Suleyman Vazirov (, ) — Soviet statesman of Azerbaijani origin, organizer of the oil industry in Azerbaijan SSR, first Minister of Oil Industry in the republic from 1954 to 1959.

Biography 
Suleyman Vazirov was born in 1910 in Shusha to Vazirov family. His father, Azad bey Vazirov, received military training in St. Petersburg and was a rittmeister, and her mother, Zahra khanum, was the daughter of the famous doctor of his time, Karim bey Mehmandarov. Suleyman Vazirov studied at the Shusha Real School, then entered the Baku Industrial and Economic College. In addition to studying at the technical school, he was also working as a cinema mechanic's assistant.
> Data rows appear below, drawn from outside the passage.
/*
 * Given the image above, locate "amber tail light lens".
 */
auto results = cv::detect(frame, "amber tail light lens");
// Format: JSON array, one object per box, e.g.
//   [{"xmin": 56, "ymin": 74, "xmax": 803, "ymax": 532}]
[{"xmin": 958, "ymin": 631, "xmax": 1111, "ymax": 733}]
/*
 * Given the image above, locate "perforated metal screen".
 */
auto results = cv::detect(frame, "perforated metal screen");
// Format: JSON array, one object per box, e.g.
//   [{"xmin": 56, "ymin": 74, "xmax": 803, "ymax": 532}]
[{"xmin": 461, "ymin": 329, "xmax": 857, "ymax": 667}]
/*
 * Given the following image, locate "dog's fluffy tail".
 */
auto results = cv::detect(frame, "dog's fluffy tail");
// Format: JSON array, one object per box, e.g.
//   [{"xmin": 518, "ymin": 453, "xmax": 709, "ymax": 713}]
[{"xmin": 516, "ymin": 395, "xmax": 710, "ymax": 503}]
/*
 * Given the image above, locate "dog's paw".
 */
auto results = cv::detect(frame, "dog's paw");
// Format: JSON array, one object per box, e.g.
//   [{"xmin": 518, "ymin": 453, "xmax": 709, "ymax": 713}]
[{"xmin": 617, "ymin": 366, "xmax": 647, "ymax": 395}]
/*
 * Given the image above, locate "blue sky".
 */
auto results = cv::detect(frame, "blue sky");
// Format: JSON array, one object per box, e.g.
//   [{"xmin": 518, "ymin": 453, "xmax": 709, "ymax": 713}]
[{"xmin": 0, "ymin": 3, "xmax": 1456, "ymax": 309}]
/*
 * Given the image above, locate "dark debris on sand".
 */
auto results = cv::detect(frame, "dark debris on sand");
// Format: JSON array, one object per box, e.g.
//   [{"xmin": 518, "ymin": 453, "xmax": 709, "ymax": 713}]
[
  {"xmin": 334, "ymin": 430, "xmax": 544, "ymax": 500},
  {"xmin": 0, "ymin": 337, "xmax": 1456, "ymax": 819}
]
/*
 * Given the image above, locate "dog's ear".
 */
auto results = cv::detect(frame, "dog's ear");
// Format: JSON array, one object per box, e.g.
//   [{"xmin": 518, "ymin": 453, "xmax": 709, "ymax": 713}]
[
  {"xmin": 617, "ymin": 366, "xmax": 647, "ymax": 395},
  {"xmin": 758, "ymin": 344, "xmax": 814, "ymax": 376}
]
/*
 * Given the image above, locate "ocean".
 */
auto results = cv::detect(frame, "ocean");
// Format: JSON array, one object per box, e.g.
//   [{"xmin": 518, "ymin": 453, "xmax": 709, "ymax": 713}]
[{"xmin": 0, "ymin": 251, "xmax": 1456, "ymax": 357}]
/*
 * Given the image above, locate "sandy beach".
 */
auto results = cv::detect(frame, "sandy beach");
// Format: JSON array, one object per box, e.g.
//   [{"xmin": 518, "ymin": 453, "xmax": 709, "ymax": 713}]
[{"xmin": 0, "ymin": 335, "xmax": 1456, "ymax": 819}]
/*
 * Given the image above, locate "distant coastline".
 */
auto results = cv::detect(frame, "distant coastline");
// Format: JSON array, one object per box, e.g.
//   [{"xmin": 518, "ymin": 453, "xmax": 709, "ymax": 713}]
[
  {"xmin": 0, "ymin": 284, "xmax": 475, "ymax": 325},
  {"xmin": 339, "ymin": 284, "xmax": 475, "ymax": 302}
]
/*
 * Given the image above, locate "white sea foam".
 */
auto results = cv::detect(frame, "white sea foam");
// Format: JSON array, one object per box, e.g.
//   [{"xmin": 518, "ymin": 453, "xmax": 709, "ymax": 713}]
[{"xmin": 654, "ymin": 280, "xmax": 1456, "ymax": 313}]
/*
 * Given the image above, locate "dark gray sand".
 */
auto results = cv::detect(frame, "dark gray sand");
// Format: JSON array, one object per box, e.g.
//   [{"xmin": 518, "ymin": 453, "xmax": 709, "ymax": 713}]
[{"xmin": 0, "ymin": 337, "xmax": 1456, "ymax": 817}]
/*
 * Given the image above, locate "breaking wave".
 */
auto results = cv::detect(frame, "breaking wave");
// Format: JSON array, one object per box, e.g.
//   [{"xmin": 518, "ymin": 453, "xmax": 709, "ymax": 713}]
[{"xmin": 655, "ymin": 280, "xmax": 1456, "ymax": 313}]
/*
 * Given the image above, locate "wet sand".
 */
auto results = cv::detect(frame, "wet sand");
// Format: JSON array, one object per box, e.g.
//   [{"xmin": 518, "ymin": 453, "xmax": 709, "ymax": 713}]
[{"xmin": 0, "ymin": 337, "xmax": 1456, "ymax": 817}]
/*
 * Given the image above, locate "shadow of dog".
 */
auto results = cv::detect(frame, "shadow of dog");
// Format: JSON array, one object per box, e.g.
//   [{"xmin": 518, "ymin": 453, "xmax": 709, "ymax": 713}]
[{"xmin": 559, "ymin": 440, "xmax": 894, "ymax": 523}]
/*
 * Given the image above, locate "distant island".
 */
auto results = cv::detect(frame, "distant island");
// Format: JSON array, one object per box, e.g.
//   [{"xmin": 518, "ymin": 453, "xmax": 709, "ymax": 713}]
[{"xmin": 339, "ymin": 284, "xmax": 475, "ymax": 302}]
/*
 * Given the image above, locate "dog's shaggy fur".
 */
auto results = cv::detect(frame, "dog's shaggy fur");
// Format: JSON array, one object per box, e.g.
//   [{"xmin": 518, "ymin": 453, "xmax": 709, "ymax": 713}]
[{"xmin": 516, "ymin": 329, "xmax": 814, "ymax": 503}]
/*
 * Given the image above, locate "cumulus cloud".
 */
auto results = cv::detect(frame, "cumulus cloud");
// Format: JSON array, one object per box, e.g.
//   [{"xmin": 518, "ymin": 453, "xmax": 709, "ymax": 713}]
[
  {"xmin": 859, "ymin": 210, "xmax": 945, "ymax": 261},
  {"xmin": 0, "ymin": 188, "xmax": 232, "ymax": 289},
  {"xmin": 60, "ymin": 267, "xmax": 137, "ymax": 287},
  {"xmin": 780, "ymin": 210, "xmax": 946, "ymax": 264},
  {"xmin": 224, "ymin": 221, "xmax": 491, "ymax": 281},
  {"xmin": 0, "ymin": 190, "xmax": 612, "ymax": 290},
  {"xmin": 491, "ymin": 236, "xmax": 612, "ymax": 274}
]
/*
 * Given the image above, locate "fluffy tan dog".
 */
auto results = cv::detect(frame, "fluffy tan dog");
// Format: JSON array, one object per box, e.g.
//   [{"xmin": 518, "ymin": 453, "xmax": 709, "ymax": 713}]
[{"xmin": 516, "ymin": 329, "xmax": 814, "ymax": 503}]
After graduating from technical school, he began working in Bibi-Heybat oil rig.

In 1928, he entered the mining faculty of Azerbaijan Technical University, which he graduated in 1932. He served as head of the Main Directorate for Oil Production in the Southern and Western Regions of the USSR MNP (1946-1949), Minister of the Oil Industry (1954-1959), Chairman of the National Economy Council (1959-1965), Deputy Chairman of the Council of Ministers (1965-1970), Deputy Chairman of the Presidium of the Supreme Soviet of the Azerbaijan SSR (1970-1973). 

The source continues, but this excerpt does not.